Titles and sections of a document aid users in reaching a preliminary understanding of the document's contents. Electronic documents (e.g., OOXML document, PDF document, etc.) include tags that help users identify these titles and sections. However, depending on how the electronic documents are created, not all titles and sections may be identified by tags, and incorrect tagging of titles and sections may occur. Regardless, users still wish to be able to accurately identify the titles and sections of these electronic documents.
In general, in one aspect, the invention relates to a method for processing an electronic document (ED) to infer titles and sections in the ED. The method comprising: applying visual analysis to the ED and identifying candidate titles and candidate sections of the ED; filtering the candidate titles based on the candidate sections; filtering the candidate sections based on the filtered candidate titles; applying semantic analysis to the ED and identifying topics and portions of the ED; refining, based on the identified topics and the portions, the filtered candidate titles and the filtered candidate sections; and generating a marked-up version of the ED that identifies the refined candidate titles and the refined candidate sections.

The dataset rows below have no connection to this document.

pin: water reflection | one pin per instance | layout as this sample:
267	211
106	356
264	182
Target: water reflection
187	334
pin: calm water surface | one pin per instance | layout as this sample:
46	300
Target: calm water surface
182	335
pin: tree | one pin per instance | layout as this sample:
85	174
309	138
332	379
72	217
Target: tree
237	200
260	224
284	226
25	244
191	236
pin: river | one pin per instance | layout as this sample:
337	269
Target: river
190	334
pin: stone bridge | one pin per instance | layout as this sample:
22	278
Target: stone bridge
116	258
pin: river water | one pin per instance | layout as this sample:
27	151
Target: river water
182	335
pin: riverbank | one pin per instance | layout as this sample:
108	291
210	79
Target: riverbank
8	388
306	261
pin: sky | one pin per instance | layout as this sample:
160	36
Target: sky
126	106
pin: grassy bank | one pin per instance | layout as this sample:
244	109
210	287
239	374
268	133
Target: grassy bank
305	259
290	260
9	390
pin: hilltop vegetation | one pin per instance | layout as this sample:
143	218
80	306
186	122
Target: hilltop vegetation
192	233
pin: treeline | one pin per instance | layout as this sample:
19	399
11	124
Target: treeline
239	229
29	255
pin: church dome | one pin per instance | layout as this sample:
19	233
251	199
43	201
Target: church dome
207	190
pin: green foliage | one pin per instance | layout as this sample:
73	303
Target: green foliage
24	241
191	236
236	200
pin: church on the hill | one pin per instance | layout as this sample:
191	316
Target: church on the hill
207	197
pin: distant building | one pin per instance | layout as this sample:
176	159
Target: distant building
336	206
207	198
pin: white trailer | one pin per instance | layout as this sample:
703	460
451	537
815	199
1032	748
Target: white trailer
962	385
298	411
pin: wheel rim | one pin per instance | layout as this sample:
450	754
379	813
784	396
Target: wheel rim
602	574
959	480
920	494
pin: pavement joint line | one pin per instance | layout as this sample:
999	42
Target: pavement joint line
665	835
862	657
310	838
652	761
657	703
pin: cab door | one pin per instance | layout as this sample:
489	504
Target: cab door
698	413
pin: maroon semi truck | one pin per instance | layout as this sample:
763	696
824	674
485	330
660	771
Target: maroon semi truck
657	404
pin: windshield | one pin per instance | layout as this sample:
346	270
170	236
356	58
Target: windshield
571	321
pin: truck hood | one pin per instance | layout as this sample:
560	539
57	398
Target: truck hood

In general, in one aspect, the invention relates to a non-transitory computer readable medium (CRM) storing computer readable program code for processing an electronic document (ED) to infer titles and sections in a parsed version of the ED embodied therein. The computer readable program code causes a computer to: apply visual analysis to the ED and identify candidate titles and candidate sections of the ED; filter the candidate titles based on the candidate sections; filter the candidate sections based on the filtered candidate titles; apply semantic analysis to the ED and identify topics and portions of the ED; refine, based on the identified topics and the portions, the filtered candidate titles and the filtered candidate sections; and generate a marked-up version of the ED that identifies the refined candidate titles and the refined candidate sections.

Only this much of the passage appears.